Section 83(1)(a) of the Stamp Duties Act defines ``mortgage'' as a security by way of mortgage or charge given in consideration of the conveyance or transfer of any estate or interests any real or personal property. The definition is inclusive and does not limit the meaning of the expression ``mortgage'' in s. 3(1) of the Act. Nevertheless, nothing turns on the definition not being an exhaustive one nor on its not limiting the means of ``mortgage'' in s. 3. Accordingly, the question is whether the two securities were given in consideration of the conveyance or transfer of an estate or interest in real or personal property.

The two mortgages are part of the documentation of the overall transaction. The various documents make up a whole as a result of which the intended transaction is effected. The central document is the share sale agreement. On ordinary principles, the consideration referred to in clause 2.1 of each of the mortgages is to be identified by reference to the share sale agreement, particularly clause 10. If one reads clause 2.1 of each of the mortgages instructed by the provisions of clause 10.1 of the share sale agreement, it becomes clear that, in order to secure the full performance of the purchaser under the agreement, the purchaser is to grant or procure the securities including the two mortgages. The purpose of the mortgages is thus to secure the performance of the contract by the purchaser. The purchaser is the purchaser of shares from the vendor: see clause 2.1 of the share sale agreement. In this way each of the mortgages is a security given in consideration of the conveyance or transfer of an estate or interest in personal property, namely the shares. Each mortgage is, accordingly, within the provision. Each thus becomes a ``Loan security'' within the meaning of s. 83(1), and s. 84(3) becomes applicable. No ad valorem duty is payable under s. 83(1)(a) because the total amount secured is not expressed. The amount of duty on each security is a fixed duty of $5.00.

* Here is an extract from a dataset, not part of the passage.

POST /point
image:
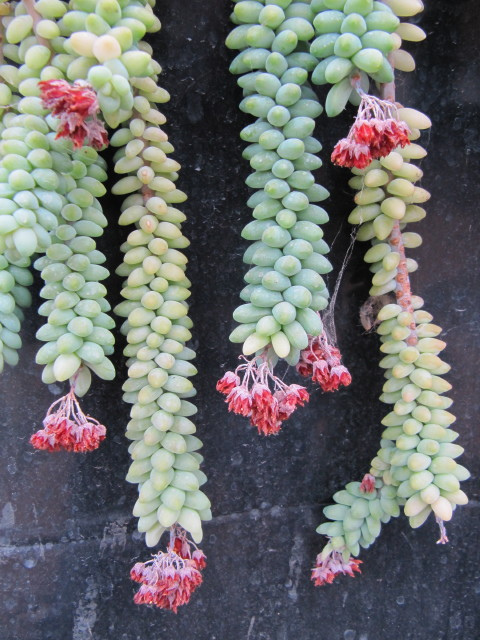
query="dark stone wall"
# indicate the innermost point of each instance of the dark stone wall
(66, 532)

In the result I would agree with the orders proposed by Handley JA.

Orders:

The Court should make the following orders.

1 The appeal is allowed.

2 The orders made by Dunford J are set aside.

3 The decision of the respondent disallowing the first appellant's Notice of Objection to Assessment dated 8 March 1993 is set aside.

4 Declare that no loan security duty is payable under Division 21 of Part 3 of the Stamp Duties Act 1920 (the Act) on the Share Sale Agreement dated 4 September 1992 referred to in the Notice of Objection.

5 Declare that the Share Mortgage dated 30 September 1992 between the first appellant as Mortgagor and the State of New South Wales as Mortgagee over all the issued shares in the capital of Grain Services Australia Limited is not a ``loan security'' for the purposes of Division 21 of Part 3 of the Act.

6 Declare that the Mortgage dated 30 September 1992 between the second appellant as mortgagor and the State of New South Wales as mortgagee, over the whole of the land the subject of Folio Identifier 10/81965 is not a ``loan security'' for the purposes of Division 21 of Part 3 of the Act.

7 Order that the respondent repay to the appellants any duty paid by them as duty on any loan security constituted one or other of the above instruments together with interest thereon at the prescribed rate under section 124C of the Act.

8 The respondent is to pay the costs of the appellants of the proceedings at first instance and of this appeal.